Kagoshima: Farmer sees pumice problem as opportunity

The Yomiuri Shimbun
Hiroshi Miyade shows pumice he will mix with the soil for the coffee trees seen behind him.

ISEN, Kagoshima — Pumice ejected from the undersea volcano Fukutoku-Okanoba near the Ogasawara Islands has been washing up on Okinawa Island and remote islands in Kagoshima Prefecture since late last year, greatly affecting the fishing and tourism industries.

However, what is a nuisance to some looked like an opportunity for the owner of three coffee groves on Tokunoshima island in Kagoshima Prefecture.

“Pumice is the savior of coffee farms,” said Hiroshi Miyade, a 45-year-old representative of the company Tokunoshima Coffee Farmers.

Tokunoshima sees a lot of rainfall in February and March, when the coffee beans are harvested, and the quality of the beans tends to decline due to too much moisture in the soil. Most of the soil on the island is red clay soil, which makes it difficult for coffee trees to take root, and growth tends to be slow.

The Yomiuri Shimbun

Coffee farmers there have been trying to improve the soil on their farms by mixing in volcanic-derived soil, such as Kanuma soil and Hyuga soil.

When Miyade heard that pumice had drifted ashore, he thought the pumice could make for a nice addition to the soil as it is also created by volcanoes. He has been working since October to improve drainage and the breathability of his farms’ soil by mixing in the pumice found along the shores.

He soaks the pumice in water for a certain period of time to remove salt, dries it in the sun, and then mixes it with the soil. Miyade has already used the pumice for 200 of the 2,000 coffee trees in his groves on the island.

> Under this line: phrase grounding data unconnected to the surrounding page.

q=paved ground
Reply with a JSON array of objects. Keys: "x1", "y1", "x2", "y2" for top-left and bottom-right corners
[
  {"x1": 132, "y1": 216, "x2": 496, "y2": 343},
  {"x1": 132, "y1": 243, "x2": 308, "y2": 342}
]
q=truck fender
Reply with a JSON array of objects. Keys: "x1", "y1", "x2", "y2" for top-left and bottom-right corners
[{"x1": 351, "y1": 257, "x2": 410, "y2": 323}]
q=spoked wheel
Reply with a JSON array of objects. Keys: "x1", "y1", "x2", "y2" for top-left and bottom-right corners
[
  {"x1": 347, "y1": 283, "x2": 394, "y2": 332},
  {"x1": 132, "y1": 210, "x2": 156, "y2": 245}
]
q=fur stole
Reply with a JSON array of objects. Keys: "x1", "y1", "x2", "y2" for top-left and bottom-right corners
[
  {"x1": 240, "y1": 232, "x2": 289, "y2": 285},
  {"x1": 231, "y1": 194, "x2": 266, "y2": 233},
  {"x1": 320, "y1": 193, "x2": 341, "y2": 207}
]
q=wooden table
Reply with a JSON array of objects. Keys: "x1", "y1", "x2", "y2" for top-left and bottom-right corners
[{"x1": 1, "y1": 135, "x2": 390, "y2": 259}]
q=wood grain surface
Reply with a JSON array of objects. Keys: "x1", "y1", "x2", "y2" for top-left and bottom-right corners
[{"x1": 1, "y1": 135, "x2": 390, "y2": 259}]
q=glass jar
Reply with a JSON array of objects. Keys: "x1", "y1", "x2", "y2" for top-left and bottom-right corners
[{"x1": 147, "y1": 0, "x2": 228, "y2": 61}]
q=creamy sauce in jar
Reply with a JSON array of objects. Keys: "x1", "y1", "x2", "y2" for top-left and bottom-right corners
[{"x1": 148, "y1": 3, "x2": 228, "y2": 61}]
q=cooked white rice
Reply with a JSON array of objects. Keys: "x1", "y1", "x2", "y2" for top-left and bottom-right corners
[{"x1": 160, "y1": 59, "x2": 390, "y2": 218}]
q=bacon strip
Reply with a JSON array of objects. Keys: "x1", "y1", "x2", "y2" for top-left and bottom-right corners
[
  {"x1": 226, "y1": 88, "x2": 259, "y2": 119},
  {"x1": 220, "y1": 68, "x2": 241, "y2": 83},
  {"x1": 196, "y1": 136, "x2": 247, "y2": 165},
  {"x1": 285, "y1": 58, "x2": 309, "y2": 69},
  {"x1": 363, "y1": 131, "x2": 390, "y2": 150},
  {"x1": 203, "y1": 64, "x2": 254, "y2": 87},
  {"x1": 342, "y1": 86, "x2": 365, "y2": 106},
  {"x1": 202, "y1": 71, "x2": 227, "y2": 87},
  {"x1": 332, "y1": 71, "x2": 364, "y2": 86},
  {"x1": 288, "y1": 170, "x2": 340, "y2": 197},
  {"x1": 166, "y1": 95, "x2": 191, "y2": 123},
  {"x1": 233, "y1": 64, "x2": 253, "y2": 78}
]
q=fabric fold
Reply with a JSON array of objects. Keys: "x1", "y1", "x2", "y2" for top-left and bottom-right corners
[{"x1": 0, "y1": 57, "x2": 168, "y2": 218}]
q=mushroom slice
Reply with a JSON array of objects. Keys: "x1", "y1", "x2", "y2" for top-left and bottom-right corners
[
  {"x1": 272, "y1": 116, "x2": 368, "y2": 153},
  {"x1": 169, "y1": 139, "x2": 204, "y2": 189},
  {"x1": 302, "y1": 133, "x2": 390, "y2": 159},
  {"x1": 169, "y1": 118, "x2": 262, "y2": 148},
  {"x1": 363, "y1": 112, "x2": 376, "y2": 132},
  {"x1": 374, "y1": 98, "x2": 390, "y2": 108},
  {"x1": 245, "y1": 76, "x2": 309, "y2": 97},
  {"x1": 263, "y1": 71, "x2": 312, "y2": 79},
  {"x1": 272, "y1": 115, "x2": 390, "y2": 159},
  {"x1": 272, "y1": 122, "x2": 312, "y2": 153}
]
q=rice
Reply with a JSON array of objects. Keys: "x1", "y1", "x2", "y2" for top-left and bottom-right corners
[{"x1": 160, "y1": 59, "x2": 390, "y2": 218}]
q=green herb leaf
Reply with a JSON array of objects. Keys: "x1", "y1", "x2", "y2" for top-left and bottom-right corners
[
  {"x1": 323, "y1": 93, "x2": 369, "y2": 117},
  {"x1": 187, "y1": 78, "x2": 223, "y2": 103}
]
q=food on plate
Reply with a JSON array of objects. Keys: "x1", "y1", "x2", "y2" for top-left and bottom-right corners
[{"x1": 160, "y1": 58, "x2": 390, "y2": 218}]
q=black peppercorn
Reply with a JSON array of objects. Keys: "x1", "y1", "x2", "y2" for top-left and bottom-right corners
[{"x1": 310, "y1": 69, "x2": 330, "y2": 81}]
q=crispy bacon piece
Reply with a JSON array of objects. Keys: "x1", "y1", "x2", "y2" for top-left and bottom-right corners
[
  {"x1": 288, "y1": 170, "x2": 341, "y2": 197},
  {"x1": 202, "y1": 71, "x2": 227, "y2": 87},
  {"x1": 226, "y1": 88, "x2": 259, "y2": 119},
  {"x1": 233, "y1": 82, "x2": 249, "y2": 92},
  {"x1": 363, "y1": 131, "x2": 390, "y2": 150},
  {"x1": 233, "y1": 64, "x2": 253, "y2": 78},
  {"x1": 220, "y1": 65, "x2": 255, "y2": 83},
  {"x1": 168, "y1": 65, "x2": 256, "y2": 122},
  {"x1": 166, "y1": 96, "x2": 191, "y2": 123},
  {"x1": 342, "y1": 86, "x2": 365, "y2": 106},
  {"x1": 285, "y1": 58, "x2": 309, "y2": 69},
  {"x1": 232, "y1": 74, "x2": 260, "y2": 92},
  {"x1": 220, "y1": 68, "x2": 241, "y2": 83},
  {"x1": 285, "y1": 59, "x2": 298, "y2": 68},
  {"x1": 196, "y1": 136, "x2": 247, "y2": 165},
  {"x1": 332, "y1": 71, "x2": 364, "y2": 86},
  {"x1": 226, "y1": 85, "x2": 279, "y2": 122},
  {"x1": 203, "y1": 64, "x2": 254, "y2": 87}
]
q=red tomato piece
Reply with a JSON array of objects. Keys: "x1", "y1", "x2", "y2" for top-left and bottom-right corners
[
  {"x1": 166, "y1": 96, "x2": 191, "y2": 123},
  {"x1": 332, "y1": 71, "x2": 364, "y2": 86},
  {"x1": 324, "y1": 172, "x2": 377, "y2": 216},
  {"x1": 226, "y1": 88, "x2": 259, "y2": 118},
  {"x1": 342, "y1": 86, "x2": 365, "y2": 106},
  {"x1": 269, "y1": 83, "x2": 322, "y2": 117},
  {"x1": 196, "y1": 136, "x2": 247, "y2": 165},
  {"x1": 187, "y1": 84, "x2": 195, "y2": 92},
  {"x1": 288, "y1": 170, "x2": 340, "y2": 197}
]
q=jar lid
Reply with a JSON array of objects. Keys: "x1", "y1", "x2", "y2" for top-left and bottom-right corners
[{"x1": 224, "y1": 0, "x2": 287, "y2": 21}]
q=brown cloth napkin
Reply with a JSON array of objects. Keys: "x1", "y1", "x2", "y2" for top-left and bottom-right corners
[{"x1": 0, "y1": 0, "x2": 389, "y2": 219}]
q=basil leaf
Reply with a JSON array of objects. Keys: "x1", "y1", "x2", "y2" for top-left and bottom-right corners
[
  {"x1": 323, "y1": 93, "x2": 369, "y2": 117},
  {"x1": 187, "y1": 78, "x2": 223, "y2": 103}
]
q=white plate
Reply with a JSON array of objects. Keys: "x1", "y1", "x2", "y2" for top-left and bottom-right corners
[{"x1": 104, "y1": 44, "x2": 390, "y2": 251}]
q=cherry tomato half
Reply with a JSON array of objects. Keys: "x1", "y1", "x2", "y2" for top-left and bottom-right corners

Coffee bean production on Tokunoshima began 30 to 40 years ago, and there are currently about 30 coffee farmers, according to the local municipality of Isen.

Generally, it takes about 5 years — from sowing to harvesting — to produce coffee beans. It will be a few years, at least, to see if the quality of the beans has improved. However, whether the trees’ growth rates have improved should be known within a few months, Miyade said.

“I want to use it for the soil for 1,000 new trees that I plan to plant this spring,” Miyade added.